Ce jeune garçon, préoccupé par les problèmes de son temps et sa puberté chaotique, n’est pourtant pas comme les autres. Son côté psychorigide fait sourire, et ses divers échecs montrent sa maladresse et son décalage. Sa très haute perception de lui-même, surtout quand il s’agit des poèmes qu’il écrit et souhaite publier, ne parvient même pas à nous le rendre antipathique tant cela relève de la comédie.

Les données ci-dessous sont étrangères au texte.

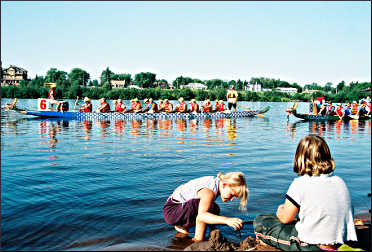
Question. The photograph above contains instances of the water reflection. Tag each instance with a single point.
(338, 129)
(184, 128)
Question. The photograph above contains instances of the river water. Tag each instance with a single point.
(88, 185)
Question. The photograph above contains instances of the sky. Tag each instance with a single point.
(298, 42)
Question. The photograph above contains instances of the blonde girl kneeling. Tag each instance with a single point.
(193, 203)
(320, 199)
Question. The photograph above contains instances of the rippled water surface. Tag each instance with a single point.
(78, 185)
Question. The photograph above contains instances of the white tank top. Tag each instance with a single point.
(325, 209)
(189, 190)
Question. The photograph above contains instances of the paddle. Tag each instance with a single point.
(77, 98)
(249, 110)
(356, 117)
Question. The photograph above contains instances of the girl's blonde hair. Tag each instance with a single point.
(236, 181)
(313, 157)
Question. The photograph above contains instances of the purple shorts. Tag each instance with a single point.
(176, 214)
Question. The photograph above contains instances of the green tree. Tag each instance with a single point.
(79, 75)
(106, 76)
(54, 75)
(340, 86)
(144, 80)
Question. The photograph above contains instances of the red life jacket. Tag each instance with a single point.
(339, 111)
(154, 107)
(119, 108)
(354, 108)
(194, 107)
(207, 108)
(137, 107)
(182, 107)
(168, 107)
(221, 107)
(107, 107)
(51, 94)
(320, 99)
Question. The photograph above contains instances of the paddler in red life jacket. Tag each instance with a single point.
(347, 109)
(207, 106)
(87, 107)
(52, 97)
(182, 107)
(115, 102)
(104, 106)
(340, 111)
(132, 106)
(216, 106)
(153, 107)
(146, 104)
(120, 106)
(221, 106)
(354, 108)
(319, 101)
(168, 107)
(161, 106)
(331, 109)
(364, 109)
(194, 107)
(137, 106)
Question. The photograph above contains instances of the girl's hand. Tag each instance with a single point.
(235, 223)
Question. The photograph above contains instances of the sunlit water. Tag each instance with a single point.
(78, 185)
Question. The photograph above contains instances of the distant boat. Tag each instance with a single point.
(137, 116)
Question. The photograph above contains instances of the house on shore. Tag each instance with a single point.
(117, 83)
(195, 86)
(12, 75)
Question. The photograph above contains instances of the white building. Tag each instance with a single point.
(195, 86)
(287, 90)
(117, 83)
(134, 86)
(255, 87)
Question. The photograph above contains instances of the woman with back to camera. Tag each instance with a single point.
(193, 203)
(321, 200)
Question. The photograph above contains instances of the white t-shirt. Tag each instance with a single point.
(324, 209)
(189, 190)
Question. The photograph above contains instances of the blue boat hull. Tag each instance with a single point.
(138, 116)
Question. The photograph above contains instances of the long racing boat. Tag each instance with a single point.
(309, 117)
(138, 116)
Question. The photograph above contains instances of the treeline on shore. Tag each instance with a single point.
(76, 83)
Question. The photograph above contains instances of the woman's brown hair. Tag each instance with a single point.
(313, 157)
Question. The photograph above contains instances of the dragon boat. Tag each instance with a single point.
(312, 117)
(140, 116)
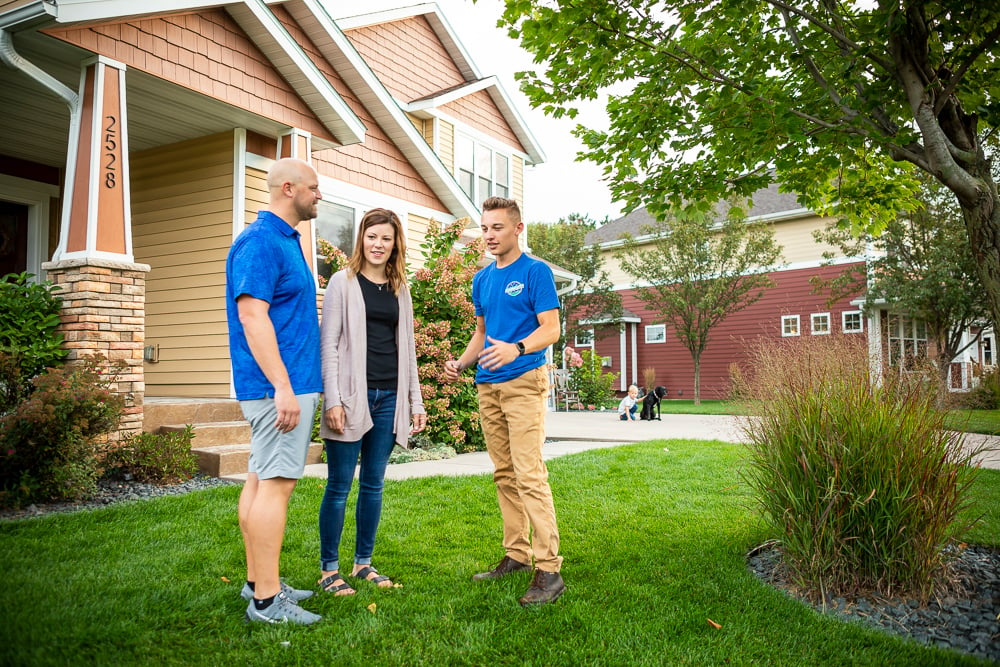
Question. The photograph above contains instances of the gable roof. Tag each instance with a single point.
(473, 79)
(768, 204)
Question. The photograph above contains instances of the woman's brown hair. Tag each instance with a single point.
(395, 267)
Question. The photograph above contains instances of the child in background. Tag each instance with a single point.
(628, 406)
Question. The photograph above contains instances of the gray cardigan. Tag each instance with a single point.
(344, 346)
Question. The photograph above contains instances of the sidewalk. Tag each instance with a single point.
(573, 432)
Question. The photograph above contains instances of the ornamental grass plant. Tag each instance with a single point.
(856, 476)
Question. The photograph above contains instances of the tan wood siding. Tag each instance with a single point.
(182, 198)
(416, 231)
(446, 144)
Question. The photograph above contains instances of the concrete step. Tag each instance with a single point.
(229, 460)
(158, 411)
(214, 433)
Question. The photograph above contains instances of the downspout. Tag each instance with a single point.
(10, 57)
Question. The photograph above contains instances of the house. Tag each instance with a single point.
(790, 308)
(136, 138)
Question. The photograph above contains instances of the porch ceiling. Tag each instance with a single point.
(35, 123)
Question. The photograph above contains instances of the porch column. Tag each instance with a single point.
(103, 288)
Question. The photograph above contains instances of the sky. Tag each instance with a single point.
(561, 185)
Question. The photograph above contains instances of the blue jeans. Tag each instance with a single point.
(341, 458)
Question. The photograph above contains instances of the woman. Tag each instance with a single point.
(370, 389)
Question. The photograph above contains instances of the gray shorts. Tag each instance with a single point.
(273, 453)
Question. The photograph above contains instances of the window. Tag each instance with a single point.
(334, 224)
(481, 171)
(656, 333)
(852, 322)
(789, 325)
(907, 341)
(819, 323)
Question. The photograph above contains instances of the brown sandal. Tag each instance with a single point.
(366, 573)
(330, 585)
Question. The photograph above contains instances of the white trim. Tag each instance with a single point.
(843, 321)
(35, 196)
(798, 326)
(812, 324)
(645, 334)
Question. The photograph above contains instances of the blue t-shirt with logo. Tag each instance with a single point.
(509, 300)
(266, 262)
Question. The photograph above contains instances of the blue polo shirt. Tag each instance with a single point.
(509, 300)
(266, 262)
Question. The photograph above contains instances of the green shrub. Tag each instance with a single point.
(590, 380)
(857, 477)
(29, 315)
(158, 458)
(49, 443)
(444, 321)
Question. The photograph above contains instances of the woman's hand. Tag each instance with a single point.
(335, 418)
(419, 422)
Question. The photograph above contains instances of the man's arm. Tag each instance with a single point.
(452, 369)
(501, 353)
(259, 330)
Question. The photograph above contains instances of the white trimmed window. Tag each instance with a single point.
(335, 223)
(584, 338)
(852, 321)
(481, 171)
(789, 325)
(819, 323)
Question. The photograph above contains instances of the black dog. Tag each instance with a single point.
(653, 398)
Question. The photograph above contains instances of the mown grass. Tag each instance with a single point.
(654, 537)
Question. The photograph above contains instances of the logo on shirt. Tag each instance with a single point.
(514, 288)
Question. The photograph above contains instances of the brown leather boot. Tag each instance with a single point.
(545, 587)
(506, 566)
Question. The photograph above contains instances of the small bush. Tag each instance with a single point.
(29, 343)
(49, 443)
(157, 458)
(857, 477)
(590, 380)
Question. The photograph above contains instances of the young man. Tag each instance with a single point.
(274, 345)
(517, 318)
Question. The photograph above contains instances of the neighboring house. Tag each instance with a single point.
(790, 308)
(134, 148)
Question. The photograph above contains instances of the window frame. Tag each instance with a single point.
(788, 319)
(861, 321)
(813, 318)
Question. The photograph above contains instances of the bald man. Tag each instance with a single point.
(274, 348)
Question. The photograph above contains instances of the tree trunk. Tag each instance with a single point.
(696, 357)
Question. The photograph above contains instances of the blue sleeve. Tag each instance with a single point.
(543, 288)
(255, 269)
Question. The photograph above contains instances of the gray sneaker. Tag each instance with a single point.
(294, 594)
(282, 610)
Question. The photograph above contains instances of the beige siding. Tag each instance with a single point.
(182, 227)
(446, 144)
(416, 231)
(517, 181)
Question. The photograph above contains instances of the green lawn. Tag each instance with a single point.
(653, 534)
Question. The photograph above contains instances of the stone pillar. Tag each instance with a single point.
(104, 312)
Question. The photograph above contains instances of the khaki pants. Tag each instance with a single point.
(513, 417)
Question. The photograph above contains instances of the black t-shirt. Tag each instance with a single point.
(382, 308)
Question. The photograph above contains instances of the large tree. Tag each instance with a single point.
(837, 100)
(695, 272)
(593, 298)
(922, 267)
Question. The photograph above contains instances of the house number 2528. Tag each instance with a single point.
(110, 154)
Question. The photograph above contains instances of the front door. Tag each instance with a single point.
(13, 238)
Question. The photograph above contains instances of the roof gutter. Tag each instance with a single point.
(10, 57)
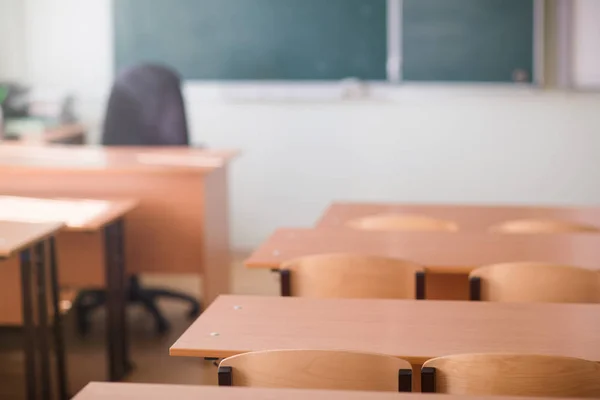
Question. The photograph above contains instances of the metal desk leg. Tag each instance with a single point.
(120, 251)
(28, 325)
(118, 360)
(42, 330)
(59, 342)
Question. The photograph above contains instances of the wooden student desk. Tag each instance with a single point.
(25, 245)
(91, 225)
(181, 224)
(129, 391)
(470, 218)
(414, 330)
(448, 257)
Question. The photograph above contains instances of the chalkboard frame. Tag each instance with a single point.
(393, 67)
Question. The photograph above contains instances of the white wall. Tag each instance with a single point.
(433, 145)
(586, 43)
(12, 40)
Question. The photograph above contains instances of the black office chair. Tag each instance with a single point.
(145, 108)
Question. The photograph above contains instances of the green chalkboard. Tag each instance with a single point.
(255, 39)
(468, 40)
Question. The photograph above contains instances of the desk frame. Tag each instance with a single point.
(34, 288)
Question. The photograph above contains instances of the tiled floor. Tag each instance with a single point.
(86, 359)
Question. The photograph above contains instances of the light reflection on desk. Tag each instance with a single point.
(74, 213)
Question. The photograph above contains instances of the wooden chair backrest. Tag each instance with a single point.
(515, 375)
(352, 276)
(316, 369)
(537, 226)
(537, 282)
(402, 222)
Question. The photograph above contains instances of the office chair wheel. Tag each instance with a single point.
(194, 311)
(83, 326)
(162, 326)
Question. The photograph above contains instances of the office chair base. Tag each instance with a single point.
(89, 300)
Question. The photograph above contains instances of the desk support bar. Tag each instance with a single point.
(42, 329)
(59, 340)
(28, 325)
(118, 349)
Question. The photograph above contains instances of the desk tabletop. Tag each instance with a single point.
(470, 218)
(17, 236)
(76, 158)
(440, 252)
(127, 391)
(77, 214)
(414, 330)
(55, 134)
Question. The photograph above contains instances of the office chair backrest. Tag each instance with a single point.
(536, 282)
(402, 222)
(537, 226)
(512, 375)
(146, 108)
(317, 369)
(353, 276)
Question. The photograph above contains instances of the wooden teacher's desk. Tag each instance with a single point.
(128, 391)
(181, 223)
(62, 134)
(447, 257)
(414, 330)
(469, 218)
(89, 250)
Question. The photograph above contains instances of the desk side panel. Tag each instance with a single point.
(216, 252)
(163, 234)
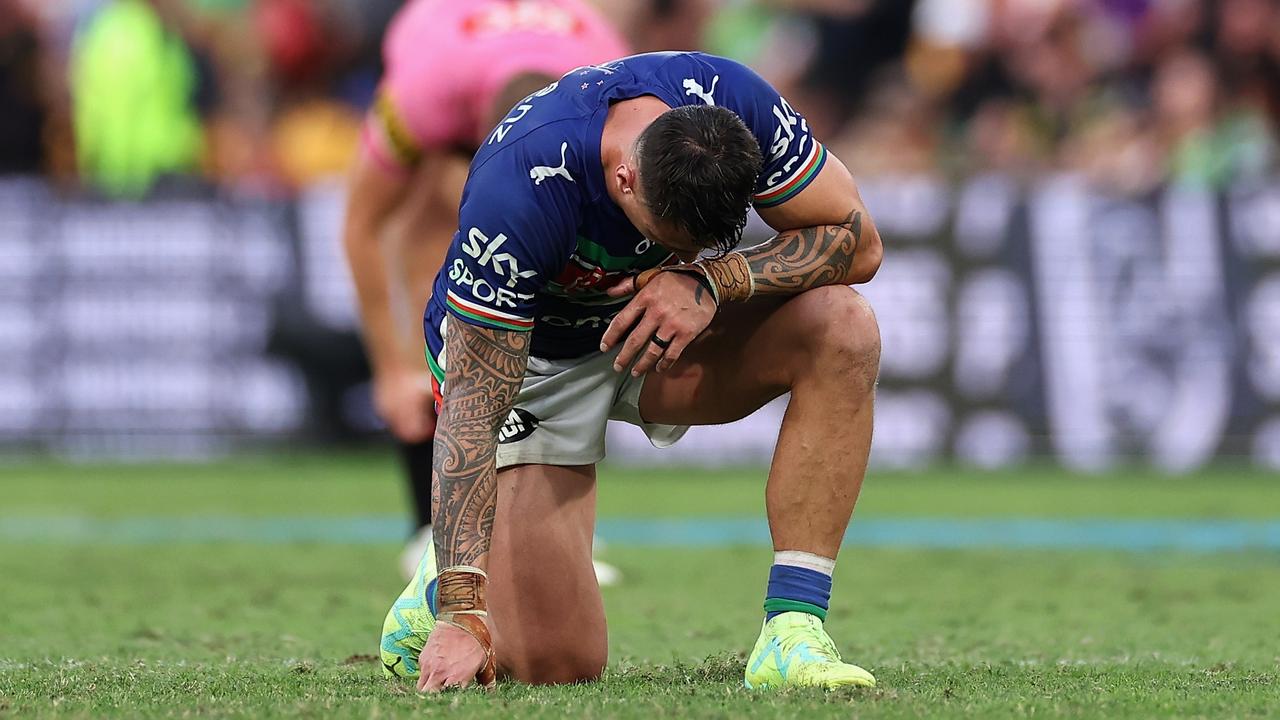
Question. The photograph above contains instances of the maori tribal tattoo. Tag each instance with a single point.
(481, 379)
(801, 259)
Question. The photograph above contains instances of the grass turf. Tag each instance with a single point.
(236, 629)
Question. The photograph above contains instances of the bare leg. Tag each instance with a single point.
(822, 346)
(548, 616)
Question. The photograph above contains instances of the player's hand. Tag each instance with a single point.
(668, 311)
(403, 400)
(451, 659)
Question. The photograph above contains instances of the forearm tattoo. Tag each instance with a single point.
(796, 260)
(481, 378)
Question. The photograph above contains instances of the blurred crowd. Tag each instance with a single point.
(265, 96)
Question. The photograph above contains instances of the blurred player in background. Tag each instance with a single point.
(453, 69)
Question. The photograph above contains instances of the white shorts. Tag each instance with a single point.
(562, 410)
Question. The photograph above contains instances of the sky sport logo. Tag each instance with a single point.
(519, 425)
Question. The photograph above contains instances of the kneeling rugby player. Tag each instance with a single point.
(593, 277)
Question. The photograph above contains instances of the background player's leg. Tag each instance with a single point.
(548, 616)
(416, 461)
(822, 346)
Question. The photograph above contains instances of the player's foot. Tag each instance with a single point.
(795, 651)
(414, 550)
(410, 620)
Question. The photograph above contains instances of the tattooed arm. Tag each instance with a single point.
(827, 238)
(483, 376)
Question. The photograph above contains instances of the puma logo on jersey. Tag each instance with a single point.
(543, 172)
(485, 251)
(694, 87)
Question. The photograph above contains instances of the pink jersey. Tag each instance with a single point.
(447, 60)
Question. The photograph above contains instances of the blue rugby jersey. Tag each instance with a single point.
(538, 237)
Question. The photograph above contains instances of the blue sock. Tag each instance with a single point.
(796, 589)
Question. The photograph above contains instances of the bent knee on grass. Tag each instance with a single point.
(836, 335)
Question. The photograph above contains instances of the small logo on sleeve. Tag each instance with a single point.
(694, 87)
(538, 173)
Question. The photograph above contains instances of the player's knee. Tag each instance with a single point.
(841, 333)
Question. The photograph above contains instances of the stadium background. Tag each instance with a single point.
(1078, 427)
(1080, 200)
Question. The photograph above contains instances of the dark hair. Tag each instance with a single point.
(698, 171)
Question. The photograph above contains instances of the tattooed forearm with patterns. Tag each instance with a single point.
(483, 373)
(801, 259)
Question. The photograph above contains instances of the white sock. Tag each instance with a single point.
(800, 559)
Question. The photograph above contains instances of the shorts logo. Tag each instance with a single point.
(544, 172)
(519, 425)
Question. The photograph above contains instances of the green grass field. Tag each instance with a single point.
(256, 629)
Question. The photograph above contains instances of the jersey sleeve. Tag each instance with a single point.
(792, 155)
(516, 231)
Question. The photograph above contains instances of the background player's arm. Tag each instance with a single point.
(827, 237)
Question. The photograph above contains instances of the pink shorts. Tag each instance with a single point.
(447, 60)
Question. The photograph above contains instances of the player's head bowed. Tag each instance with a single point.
(696, 172)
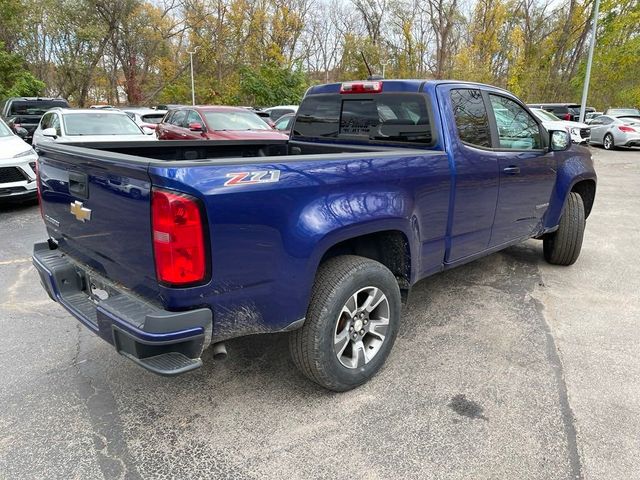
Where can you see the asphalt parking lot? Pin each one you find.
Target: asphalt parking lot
(505, 368)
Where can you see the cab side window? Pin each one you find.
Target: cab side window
(193, 117)
(178, 118)
(55, 123)
(46, 121)
(471, 117)
(517, 129)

Au fil des livres on le voit grandir et devenir un homme. Peut-il atteindre les buts qu’il s’est fixés ? Va-t-il vivre la grande histoire d’amour qu’il espère avec Pandora, qu’il vénère depuis son adolescence ? De même, voir l’évolution de sa personnalité au fil des années sera des plus intéressant pour comprendre quel adulte il fera. Son personnage apparaît dans 11 publications, romancées ou théâtralisées, entre 1981 et 2011, ainsi que dans trois saisons d’une série télévisée toujours disponible sur Youtube, ce qui laisse au lecteur tout loisir de mieux connaître le garçon le plus drôle (à son insu) de Grande-Bretagne.

Un regard sur l’actualité

Malgré ses petits problèmes, Adrian ne manque jamais de commenter l’actualité de son pays comme la crise opposant la Grande-Bretagne à l’Argentine à la politique de Margaret Thatcher dans les années 80, ou la montée du New Labour et le décès de Lady Di en 1997.

La question sociale

Loin d’être une publication légère et humoristique, la série des Adrian Mole se penche sur le rôle de la famille et le développement personnel : chômage, addictions, enfants illégitimes et bien d’autres thèmes sont abordées et décrivent les dérives de la société de la fin du XXème siècle.